Case ID: pa-commw_58/html/0178-01.html
Source: Caselaw Access Project
Author: {"author": "President Judge Crumlish,", "license": "Public Domain", "url": "https://static.case.law/"}
Date Created: 2024-08-24T03:29:51.129683

Betty L. Lynn, Petitioner v. Commonwealth of Pennsylvania, Unemployment Compensation Board of Review, Respondent.
    
      Argued November 17, 1980,
    before President Judge Crumlish and Judges Rogers and Blatt, sitting as a panel of three.
    
      Raymond H. Bogaty, Bogaty, McEwen & Sparks, for petitioner.
    
      Elsa D. Newman-Silverstine, Assistant Attorney General, with her Richard Wagner, Chief Counsel, and Harvey Bartle, III, Acting Attorney General, for respondent.
    April 1, 1981:
   Opinion by

President Judge Crumlish,

The Pennsylvania Unemployment Compensation Board of Review affirmed the referee’s denial of unemployment compensation benefits to Betty L. Lynn, finding that she had voluntarily terminated her employment without a necessitous and compelling reason. We affirm.

Lynn, a newspaper reporter, quit her job following a reprimand by her employer for influencing the judges of a Halloween parade. She advances the employer’s reprimand, dissatisfaction with her pay rate, a personality conflict with a co-worker, and poor health as necessitous and compelling reasons for her voluntary termination.

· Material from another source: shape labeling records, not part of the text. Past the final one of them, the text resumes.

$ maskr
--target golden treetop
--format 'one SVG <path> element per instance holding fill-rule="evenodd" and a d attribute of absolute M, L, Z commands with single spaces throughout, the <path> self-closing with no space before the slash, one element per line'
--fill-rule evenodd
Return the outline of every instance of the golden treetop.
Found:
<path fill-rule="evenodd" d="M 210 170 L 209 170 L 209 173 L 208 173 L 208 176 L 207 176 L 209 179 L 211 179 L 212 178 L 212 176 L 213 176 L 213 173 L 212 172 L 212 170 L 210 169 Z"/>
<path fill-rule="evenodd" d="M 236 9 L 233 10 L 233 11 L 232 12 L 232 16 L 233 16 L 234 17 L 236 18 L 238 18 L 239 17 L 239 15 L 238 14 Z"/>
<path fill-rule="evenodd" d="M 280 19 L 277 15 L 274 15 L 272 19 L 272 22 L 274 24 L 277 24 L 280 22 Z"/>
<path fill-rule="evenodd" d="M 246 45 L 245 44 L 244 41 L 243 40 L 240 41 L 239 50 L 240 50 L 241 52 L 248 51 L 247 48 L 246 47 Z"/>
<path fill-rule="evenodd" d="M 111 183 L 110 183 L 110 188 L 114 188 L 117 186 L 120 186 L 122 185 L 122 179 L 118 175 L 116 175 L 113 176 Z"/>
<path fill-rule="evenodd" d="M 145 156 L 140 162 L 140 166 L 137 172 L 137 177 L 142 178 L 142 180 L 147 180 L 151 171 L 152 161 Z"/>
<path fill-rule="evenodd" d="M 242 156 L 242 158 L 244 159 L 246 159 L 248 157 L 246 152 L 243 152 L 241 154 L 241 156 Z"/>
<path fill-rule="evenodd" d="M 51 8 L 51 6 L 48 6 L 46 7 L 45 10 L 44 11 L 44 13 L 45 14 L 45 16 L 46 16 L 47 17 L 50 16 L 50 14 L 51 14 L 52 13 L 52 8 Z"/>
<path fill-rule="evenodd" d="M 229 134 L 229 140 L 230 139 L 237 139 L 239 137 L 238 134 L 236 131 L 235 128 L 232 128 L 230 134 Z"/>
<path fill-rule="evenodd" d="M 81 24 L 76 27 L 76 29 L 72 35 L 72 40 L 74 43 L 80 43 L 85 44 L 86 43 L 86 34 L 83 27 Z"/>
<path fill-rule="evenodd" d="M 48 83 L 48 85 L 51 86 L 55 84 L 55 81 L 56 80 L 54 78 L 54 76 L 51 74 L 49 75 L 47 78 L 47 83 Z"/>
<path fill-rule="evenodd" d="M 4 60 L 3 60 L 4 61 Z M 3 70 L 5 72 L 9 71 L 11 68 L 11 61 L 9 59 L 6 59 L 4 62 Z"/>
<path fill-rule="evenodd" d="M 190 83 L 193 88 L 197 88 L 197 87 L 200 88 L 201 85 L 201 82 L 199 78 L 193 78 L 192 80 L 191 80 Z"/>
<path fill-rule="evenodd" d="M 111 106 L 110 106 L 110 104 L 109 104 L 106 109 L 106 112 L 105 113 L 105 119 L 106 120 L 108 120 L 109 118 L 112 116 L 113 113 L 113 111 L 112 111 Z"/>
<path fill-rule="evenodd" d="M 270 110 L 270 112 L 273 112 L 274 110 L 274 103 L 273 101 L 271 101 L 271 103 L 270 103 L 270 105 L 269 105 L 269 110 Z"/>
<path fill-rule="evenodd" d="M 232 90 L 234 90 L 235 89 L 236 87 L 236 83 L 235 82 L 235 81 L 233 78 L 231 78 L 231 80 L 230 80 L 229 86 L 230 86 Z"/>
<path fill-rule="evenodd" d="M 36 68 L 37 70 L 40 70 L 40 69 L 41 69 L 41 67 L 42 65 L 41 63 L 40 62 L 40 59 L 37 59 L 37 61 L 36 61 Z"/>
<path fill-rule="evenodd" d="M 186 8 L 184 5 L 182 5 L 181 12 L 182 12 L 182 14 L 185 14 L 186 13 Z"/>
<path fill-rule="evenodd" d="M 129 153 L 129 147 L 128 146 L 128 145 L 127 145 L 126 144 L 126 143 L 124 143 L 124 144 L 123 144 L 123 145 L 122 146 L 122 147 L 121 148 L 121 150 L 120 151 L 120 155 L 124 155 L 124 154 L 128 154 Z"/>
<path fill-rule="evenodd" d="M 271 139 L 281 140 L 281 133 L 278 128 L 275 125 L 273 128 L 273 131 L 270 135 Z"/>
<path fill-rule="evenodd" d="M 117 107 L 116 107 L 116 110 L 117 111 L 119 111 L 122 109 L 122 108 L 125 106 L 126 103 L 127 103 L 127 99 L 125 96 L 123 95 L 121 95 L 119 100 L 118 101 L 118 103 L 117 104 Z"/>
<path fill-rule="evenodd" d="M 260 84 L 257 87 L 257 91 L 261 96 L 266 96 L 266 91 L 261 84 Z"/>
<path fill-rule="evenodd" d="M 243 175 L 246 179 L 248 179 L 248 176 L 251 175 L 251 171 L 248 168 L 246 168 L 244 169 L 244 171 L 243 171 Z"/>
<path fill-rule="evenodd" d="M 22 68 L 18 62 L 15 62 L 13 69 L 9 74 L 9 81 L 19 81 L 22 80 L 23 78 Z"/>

The law is clear. Resentment of a reprimand, absent unjust accusations, profane language or abusive conduct, Krieger v. Unemployment Compensation Board of Review, 52 Pa. Commonwealth Ct. 103, 415 A.2d 160 (1980); mere disappointment with wages, Snyder v. Unemployment Compensation Board of Review, 54 Pa. Commonwealth Ct. 258, 421 A.2d 530 (1980); and personality conflicts, absent an intolerable working atmosphere, Sabella v. Unemployment Compensation Board of Review, 52 Pa. Commonwealth Ct. 258, 415 A.2d 722 (1980), do not amount to necessitous and compelling causes. Our careful review of the record does not disclose justification for claimant’s voluntary termination.

Lastly, Lynn submits that she was compelled to resign for medical reasons. Although Lynn may have carried the burden of proving adequate health reasons for quitting, the record is devoid of any evidence that Lynn notified her employer of her health problem or requested a transfer to a more suitable position as required by our decision in Bigley v. Unemployment Compensation Board of Review, 38 Pa. Commonwealth Ct. 569, 393 A.2d 1312 (1978).

Affirmed.

Order

The decision of the Unemployment Compensation Board of Review, dated May 9, 1979, denying unemployment compensation benefits to Betty L. Lynn is affirmed.

This decision was reached prior to the expiration of the term of office of Judge Wilkinson, Jr. 
      
      
        See Section 402 (b)(1) of the Unemployment Compensation Law, Act of December 5, 1936, Second Ex. Sess,, P.L. (1937) 2897, as amended, 43 P.S. §802(b)(l).